Augmented reality shoved its foot in the door back in 2016 when it popularized the one-hit wonder Pokemon GO, but I think 2018 will be the year of mass implementation. Consider the following:
• Apple’s ARKit and Google’s ARCore will accelerate the rate at which AR apps are developed and launched.
• Industry predictions estimate the AR market could reach around $120 billion in revenue by 2020.
If your company is trying to become the first in its industry to utilize augmented reality, first ask: Does your audience really needs AR functionality? Would AP improve usability or will it come off a simply gimmicky?
For example, Ikea’s new app allows users to see what furniture will look like in their home before purchasing a piece. Ultimately, the AR elements of Ikea's app solves a real need and also saves the end user time and money 一 characteristics of a valuable (and profitable) app.
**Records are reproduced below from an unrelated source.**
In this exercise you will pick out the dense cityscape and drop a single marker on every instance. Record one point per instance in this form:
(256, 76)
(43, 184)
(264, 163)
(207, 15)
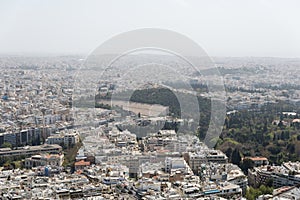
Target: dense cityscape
(68, 134)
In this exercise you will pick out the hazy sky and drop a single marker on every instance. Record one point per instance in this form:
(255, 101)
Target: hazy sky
(221, 27)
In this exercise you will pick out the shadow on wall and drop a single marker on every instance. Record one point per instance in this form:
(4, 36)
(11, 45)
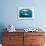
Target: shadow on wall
(2, 26)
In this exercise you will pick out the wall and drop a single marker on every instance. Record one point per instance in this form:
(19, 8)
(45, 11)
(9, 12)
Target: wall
(9, 13)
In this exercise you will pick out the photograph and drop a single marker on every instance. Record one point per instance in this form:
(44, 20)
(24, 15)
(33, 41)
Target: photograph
(25, 13)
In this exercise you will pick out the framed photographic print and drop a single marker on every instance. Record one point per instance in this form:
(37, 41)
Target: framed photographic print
(25, 13)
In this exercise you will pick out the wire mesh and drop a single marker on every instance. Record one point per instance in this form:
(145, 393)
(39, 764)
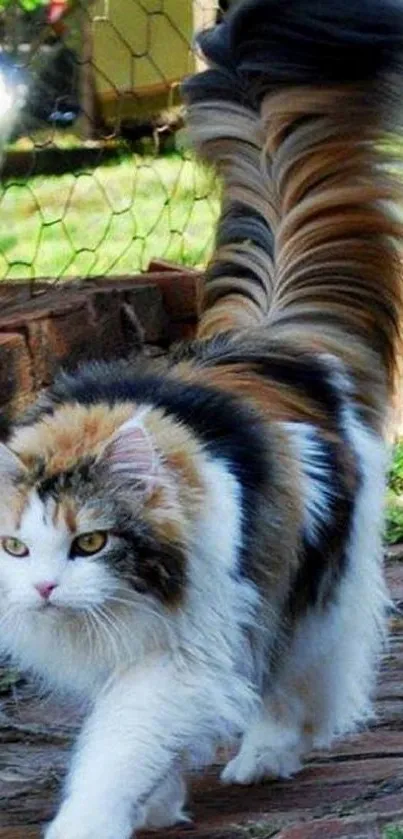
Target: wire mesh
(96, 176)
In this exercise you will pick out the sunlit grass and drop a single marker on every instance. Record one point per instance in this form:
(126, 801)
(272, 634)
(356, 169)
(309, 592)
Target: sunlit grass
(111, 219)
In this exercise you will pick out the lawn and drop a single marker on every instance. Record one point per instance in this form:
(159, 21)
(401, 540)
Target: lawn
(111, 219)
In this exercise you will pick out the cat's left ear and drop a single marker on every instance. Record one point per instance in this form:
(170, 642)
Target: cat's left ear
(131, 454)
(10, 464)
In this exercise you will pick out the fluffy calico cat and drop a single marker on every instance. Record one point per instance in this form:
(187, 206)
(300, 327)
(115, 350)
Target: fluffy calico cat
(195, 547)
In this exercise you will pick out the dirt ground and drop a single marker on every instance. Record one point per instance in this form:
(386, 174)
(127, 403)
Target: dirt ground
(355, 791)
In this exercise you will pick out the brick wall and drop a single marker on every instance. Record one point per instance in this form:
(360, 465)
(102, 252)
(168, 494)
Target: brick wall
(45, 326)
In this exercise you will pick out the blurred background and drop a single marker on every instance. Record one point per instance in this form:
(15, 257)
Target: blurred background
(96, 177)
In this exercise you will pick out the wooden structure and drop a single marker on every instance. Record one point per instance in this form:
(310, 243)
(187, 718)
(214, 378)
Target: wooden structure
(140, 52)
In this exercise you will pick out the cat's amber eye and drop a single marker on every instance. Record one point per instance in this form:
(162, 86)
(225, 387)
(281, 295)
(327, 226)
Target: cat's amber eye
(88, 543)
(14, 546)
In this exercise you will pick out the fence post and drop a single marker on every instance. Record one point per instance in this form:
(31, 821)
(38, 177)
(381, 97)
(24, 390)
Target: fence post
(86, 80)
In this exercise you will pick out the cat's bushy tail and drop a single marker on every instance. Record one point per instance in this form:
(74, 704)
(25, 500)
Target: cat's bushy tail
(319, 84)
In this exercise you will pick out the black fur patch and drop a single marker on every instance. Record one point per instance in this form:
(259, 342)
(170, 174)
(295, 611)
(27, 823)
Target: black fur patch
(267, 44)
(323, 556)
(149, 565)
(227, 428)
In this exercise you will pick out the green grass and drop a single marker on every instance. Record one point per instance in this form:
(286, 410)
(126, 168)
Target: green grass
(394, 507)
(112, 219)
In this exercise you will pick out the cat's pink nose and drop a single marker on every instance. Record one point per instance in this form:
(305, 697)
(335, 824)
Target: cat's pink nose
(45, 589)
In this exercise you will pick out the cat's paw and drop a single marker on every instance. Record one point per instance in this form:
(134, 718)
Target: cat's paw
(159, 817)
(249, 767)
(166, 806)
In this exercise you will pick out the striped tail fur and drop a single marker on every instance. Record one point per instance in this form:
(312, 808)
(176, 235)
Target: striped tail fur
(300, 111)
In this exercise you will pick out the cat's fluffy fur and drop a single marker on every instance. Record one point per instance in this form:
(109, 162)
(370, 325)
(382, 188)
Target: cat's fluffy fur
(240, 590)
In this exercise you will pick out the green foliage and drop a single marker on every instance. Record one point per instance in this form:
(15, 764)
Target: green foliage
(396, 470)
(394, 506)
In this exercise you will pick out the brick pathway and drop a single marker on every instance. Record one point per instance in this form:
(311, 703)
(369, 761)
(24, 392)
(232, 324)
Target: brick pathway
(351, 793)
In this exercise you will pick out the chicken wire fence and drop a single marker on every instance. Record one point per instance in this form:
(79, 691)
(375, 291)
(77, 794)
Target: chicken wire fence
(96, 176)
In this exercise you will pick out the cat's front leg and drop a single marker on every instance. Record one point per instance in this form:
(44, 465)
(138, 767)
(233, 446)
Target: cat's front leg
(127, 748)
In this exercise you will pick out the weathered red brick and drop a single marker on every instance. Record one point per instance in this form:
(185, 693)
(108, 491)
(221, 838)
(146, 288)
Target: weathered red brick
(16, 382)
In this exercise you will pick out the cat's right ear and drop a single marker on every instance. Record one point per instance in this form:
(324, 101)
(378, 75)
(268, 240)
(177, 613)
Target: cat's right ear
(10, 464)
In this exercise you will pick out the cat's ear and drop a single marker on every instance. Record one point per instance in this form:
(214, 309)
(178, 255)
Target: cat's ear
(130, 454)
(10, 464)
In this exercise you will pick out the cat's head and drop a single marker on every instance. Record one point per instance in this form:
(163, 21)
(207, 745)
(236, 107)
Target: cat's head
(97, 507)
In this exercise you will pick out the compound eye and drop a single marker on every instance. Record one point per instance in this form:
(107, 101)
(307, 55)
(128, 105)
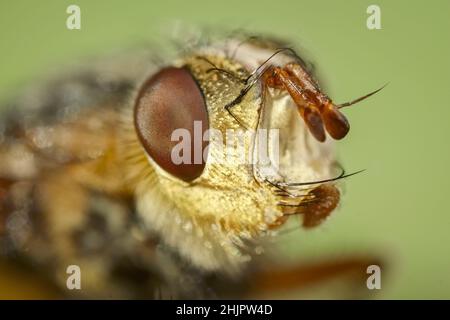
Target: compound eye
(170, 100)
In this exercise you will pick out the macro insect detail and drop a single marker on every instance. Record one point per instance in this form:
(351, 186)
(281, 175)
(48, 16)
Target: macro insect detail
(87, 174)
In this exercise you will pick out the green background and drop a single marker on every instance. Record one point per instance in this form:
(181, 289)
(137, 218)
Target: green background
(400, 206)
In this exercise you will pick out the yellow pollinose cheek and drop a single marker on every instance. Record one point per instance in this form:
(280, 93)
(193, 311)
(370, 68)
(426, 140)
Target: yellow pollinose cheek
(236, 208)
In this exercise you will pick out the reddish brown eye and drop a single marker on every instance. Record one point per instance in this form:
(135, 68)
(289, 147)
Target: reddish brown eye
(171, 99)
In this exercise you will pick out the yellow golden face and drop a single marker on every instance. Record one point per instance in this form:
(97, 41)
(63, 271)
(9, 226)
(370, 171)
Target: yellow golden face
(210, 209)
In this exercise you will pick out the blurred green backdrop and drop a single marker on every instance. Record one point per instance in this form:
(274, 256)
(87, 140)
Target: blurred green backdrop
(399, 206)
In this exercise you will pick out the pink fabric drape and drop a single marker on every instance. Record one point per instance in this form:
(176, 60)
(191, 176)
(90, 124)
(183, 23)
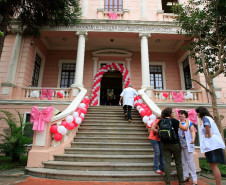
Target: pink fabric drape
(38, 118)
(192, 115)
(46, 93)
(178, 97)
(113, 16)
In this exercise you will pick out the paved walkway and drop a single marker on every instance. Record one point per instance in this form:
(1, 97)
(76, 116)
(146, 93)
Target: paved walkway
(17, 177)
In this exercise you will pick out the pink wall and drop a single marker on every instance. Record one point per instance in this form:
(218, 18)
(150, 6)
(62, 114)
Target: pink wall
(6, 57)
(172, 69)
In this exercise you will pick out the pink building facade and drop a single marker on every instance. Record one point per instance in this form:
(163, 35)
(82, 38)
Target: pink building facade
(142, 37)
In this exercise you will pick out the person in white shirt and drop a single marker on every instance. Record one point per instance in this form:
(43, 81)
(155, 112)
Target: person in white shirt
(128, 100)
(211, 142)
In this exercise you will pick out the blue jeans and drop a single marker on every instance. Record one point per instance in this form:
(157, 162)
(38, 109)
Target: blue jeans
(158, 155)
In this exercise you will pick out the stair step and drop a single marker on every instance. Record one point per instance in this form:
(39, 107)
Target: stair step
(109, 151)
(117, 130)
(113, 139)
(112, 134)
(104, 158)
(110, 145)
(100, 166)
(112, 176)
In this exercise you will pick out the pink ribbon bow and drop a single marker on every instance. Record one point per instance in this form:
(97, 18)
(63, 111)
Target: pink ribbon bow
(178, 97)
(46, 93)
(113, 16)
(38, 118)
(192, 116)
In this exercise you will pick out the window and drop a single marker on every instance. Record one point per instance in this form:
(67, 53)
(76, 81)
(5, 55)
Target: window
(156, 76)
(67, 75)
(36, 71)
(167, 5)
(27, 130)
(113, 5)
(187, 74)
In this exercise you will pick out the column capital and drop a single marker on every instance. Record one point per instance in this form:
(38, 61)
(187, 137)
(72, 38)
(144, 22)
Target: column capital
(144, 35)
(95, 58)
(128, 59)
(85, 33)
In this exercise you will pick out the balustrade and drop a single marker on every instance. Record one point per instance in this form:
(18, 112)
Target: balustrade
(194, 98)
(27, 93)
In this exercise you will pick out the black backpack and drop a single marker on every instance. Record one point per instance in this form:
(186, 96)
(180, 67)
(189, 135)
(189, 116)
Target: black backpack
(166, 131)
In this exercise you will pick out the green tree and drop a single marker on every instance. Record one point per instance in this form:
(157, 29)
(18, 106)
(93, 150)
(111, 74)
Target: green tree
(32, 15)
(205, 21)
(13, 140)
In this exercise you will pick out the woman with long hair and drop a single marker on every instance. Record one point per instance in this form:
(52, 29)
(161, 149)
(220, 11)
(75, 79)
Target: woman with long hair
(211, 142)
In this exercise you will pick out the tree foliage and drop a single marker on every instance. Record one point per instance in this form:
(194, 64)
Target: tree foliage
(205, 21)
(13, 140)
(32, 15)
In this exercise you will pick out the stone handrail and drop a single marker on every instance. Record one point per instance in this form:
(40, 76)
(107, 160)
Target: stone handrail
(26, 93)
(169, 16)
(44, 146)
(197, 96)
(155, 109)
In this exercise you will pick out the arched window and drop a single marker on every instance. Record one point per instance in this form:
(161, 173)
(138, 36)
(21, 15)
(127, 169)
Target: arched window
(167, 5)
(113, 5)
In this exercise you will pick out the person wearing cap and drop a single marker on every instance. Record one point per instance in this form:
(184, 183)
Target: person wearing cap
(128, 101)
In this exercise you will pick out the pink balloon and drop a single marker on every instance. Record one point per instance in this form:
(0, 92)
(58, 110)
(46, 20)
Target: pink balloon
(149, 112)
(84, 111)
(71, 126)
(53, 129)
(143, 113)
(64, 123)
(58, 136)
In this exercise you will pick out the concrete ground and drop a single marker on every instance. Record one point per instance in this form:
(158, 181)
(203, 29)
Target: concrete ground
(17, 177)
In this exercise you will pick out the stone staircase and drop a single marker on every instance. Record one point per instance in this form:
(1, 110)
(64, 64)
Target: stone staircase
(106, 148)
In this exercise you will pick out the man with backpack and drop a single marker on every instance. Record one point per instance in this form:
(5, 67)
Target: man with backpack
(168, 134)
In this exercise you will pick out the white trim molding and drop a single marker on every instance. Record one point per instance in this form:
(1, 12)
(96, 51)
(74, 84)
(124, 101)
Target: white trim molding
(112, 52)
(39, 53)
(163, 64)
(180, 63)
(60, 63)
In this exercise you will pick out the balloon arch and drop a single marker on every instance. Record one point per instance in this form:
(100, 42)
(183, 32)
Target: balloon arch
(99, 75)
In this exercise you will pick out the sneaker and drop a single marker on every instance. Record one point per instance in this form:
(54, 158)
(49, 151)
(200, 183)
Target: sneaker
(159, 172)
(125, 115)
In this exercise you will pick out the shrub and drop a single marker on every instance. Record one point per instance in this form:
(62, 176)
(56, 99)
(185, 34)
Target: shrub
(13, 140)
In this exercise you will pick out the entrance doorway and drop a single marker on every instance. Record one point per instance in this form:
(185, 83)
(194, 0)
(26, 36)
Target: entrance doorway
(111, 88)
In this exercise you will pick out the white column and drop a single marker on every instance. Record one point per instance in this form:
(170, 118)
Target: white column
(14, 59)
(145, 60)
(128, 60)
(84, 8)
(143, 8)
(95, 59)
(80, 60)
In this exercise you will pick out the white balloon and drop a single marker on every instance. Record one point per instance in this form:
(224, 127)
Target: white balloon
(32, 95)
(82, 105)
(152, 117)
(78, 120)
(62, 92)
(76, 114)
(69, 119)
(145, 119)
(140, 109)
(149, 123)
(163, 98)
(83, 115)
(36, 94)
(62, 130)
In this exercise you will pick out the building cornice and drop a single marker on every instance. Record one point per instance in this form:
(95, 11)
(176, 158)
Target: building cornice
(122, 26)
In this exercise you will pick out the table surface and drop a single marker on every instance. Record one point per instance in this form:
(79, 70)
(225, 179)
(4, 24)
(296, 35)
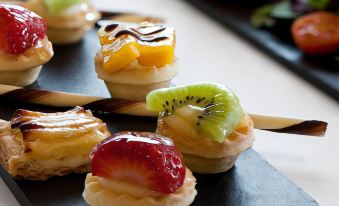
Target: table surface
(209, 52)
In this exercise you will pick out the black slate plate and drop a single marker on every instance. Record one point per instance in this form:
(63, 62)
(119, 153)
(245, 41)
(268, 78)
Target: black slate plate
(252, 182)
(322, 72)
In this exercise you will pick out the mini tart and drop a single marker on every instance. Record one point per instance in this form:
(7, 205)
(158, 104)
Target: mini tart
(205, 156)
(23, 69)
(135, 61)
(36, 146)
(135, 81)
(97, 194)
(69, 26)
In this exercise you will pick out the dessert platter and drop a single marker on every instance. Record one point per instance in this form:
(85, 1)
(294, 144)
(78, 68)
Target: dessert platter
(276, 42)
(102, 125)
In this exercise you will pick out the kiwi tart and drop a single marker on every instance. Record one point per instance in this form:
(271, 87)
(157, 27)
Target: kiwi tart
(206, 122)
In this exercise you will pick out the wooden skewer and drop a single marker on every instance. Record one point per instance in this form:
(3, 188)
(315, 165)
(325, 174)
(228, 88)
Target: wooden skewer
(138, 108)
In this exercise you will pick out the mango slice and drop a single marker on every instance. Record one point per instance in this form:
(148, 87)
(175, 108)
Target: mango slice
(149, 44)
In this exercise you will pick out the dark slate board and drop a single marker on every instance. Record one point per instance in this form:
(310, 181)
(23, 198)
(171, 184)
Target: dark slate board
(252, 182)
(322, 72)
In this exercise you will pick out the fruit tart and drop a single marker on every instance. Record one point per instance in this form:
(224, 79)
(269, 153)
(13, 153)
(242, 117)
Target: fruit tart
(67, 20)
(206, 123)
(138, 169)
(135, 61)
(36, 146)
(24, 46)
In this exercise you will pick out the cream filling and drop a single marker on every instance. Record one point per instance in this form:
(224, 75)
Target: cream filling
(48, 163)
(134, 73)
(38, 55)
(128, 188)
(138, 191)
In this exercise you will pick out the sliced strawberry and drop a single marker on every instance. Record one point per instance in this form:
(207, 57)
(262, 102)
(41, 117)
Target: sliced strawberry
(142, 158)
(20, 29)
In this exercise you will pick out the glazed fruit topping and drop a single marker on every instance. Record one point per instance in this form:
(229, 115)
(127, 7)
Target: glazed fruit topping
(146, 159)
(20, 29)
(149, 44)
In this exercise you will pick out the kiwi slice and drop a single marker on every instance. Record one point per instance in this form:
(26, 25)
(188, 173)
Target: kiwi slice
(57, 6)
(212, 109)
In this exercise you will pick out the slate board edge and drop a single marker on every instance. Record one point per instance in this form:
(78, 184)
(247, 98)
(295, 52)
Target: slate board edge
(242, 31)
(24, 201)
(14, 188)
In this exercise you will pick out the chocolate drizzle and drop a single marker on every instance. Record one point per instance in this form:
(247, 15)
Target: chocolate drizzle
(312, 128)
(139, 35)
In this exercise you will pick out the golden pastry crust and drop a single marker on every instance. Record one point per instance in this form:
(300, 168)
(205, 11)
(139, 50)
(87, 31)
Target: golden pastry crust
(135, 73)
(134, 82)
(37, 145)
(241, 139)
(38, 55)
(209, 165)
(96, 194)
(84, 17)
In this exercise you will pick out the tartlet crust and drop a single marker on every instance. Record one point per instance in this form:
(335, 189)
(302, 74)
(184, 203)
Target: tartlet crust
(96, 194)
(36, 146)
(134, 82)
(205, 156)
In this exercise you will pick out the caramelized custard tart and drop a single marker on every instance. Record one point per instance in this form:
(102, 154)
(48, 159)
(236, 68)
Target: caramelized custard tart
(36, 146)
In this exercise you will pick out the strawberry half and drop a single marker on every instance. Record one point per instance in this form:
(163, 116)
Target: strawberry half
(142, 158)
(20, 29)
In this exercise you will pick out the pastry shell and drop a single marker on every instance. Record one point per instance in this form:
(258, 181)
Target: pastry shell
(204, 156)
(37, 146)
(96, 194)
(134, 82)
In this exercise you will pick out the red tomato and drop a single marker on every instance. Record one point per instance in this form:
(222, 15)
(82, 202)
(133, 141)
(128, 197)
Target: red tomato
(317, 33)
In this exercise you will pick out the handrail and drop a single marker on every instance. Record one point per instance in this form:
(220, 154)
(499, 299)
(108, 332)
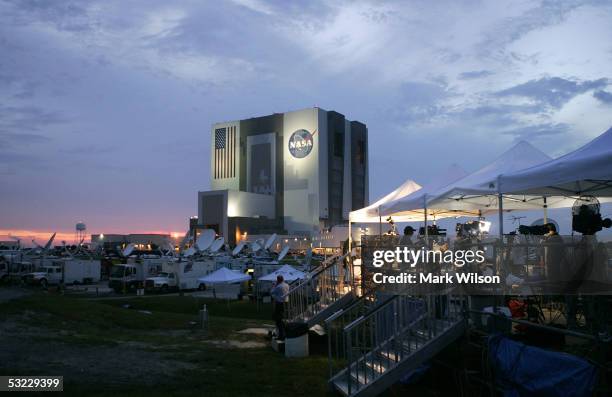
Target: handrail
(316, 272)
(388, 301)
(324, 286)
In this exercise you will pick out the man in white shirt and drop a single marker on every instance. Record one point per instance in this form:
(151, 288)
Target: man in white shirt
(279, 294)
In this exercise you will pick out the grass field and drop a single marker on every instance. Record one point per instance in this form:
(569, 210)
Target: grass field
(150, 347)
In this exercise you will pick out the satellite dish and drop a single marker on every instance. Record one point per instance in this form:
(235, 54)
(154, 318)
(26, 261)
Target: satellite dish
(283, 253)
(270, 241)
(128, 250)
(206, 239)
(217, 244)
(238, 248)
(540, 221)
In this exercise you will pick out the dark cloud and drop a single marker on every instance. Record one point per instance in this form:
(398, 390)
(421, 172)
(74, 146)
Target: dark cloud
(65, 15)
(603, 96)
(89, 149)
(16, 119)
(533, 132)
(19, 138)
(477, 74)
(553, 91)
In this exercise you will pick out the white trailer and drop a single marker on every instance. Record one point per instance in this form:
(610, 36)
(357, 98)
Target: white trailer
(180, 275)
(70, 271)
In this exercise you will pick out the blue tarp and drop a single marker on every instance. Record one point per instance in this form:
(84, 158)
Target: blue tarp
(530, 371)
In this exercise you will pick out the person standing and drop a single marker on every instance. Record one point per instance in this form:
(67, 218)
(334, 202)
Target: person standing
(280, 293)
(407, 237)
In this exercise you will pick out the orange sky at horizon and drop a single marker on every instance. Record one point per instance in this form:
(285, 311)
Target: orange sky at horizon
(42, 236)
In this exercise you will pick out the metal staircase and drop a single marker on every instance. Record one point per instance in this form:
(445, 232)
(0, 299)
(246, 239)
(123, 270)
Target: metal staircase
(327, 289)
(391, 339)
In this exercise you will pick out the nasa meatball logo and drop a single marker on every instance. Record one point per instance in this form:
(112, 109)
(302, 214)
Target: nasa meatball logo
(300, 144)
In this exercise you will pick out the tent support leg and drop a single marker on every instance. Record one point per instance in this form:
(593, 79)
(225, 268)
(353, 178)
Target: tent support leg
(425, 219)
(379, 223)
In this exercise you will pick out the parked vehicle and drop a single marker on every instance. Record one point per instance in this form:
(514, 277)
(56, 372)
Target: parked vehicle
(130, 276)
(68, 271)
(16, 270)
(180, 276)
(3, 271)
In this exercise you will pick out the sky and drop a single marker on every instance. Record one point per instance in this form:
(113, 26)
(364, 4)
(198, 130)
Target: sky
(106, 106)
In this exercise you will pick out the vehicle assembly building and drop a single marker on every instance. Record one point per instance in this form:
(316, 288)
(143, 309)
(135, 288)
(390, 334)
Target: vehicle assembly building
(293, 173)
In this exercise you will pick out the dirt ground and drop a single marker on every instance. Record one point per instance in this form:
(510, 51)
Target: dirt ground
(24, 348)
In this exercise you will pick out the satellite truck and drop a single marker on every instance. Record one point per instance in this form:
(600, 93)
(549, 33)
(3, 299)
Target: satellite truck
(178, 276)
(70, 271)
(185, 275)
(131, 276)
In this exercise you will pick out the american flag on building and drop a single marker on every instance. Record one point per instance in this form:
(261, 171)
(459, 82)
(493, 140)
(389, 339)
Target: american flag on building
(225, 153)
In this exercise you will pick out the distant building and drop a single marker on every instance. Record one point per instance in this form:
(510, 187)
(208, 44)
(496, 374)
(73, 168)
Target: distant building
(293, 173)
(143, 241)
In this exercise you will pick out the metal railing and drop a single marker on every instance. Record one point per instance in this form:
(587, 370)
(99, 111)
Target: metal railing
(324, 286)
(335, 324)
(388, 335)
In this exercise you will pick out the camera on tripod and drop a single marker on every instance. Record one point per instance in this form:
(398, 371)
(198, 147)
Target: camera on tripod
(534, 230)
(432, 230)
(586, 218)
(472, 228)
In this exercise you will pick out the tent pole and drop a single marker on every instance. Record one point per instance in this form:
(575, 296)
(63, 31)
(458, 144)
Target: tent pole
(350, 235)
(500, 207)
(425, 219)
(379, 222)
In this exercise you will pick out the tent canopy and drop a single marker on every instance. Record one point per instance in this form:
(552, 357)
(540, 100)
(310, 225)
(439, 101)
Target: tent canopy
(413, 204)
(477, 192)
(224, 276)
(289, 273)
(585, 171)
(370, 214)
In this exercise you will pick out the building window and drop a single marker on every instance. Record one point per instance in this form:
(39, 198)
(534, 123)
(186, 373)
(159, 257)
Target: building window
(360, 151)
(338, 145)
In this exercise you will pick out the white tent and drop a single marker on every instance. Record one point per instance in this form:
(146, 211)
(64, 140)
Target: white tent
(289, 274)
(585, 171)
(413, 204)
(478, 192)
(370, 213)
(224, 276)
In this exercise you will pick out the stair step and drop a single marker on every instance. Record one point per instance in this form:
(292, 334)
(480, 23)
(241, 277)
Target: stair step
(341, 385)
(377, 365)
(388, 354)
(363, 373)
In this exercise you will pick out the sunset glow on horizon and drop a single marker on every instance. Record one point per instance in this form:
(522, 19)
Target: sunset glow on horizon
(42, 236)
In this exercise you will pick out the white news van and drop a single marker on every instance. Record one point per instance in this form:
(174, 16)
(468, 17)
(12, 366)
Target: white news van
(70, 271)
(180, 276)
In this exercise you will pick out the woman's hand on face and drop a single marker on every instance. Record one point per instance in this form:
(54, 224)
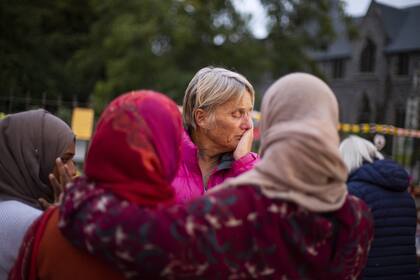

In this case, AR technology is being used as a natural extension of traditional usability.
An app that simply displays people's phone numbers over their heads, however, wouldn't be anywhere near as valuable and the AR, in this case, ends up feeling forced. Additionally, avoid trying to stretch the capabilities of the current technology. While AR feels incredibly advanced, there are limits to what can be done. AR tech can visualize furniture in a room but isn't quite advanced enough to visualize what clothes will look like on people -- at least not with any kind of satisfying accuracy.
Next, validate the idea. Conduct potential user interviews, commission a prototype in advance of full-on development and obtain as much unbiased feedback as possible through market testing.
Chatbots In E-Commerce
The use of chatbots in social messaging apps is set to revolutionize the retail industry. As humans, we crave personalization, and in today’s social world it’s almost expected from businesses. Chatbots are capable of boosting customer engagement and loyalty by offering tailor-made experiences for the customer.
Only a few experts are claiming that chatbots are indeed the future of the retail industry, but the data and consumer behaviors backing their statements don't lie. For example, Sephora recently reported that its messenger bot has contributed to an increase in its in-store sales. The company sees an average spend of over $50 from customers who book an in-store service via its messenger assistant.
The easiest place to begin experimenting with chatbot automation is by answering common questions for which you have ready-made answers that can be easily mined from a simple database search. Some examples include prices of product, store hours, return policies, appointment booking, etc. You can even answer more advanced questions like: "What are the top trending styles this season?" as long as you have the content in a database.
Steer clear of subjective questions/answers such as: "What product would you recommend for me?" unless you plan on investing substantial time and budget into your chatbot. The more an answer is reliant on subjective opinion or very complex, multistep database queries, the more likely your chatbot will provide an answer that doesn't feel quite right to your users.
The coming year holds a lot of unknowns, but one thing is sure: The app industry is heading in an even more fast-paced, user-centric direction, and it’s up to market experts to deliver on customer expectations.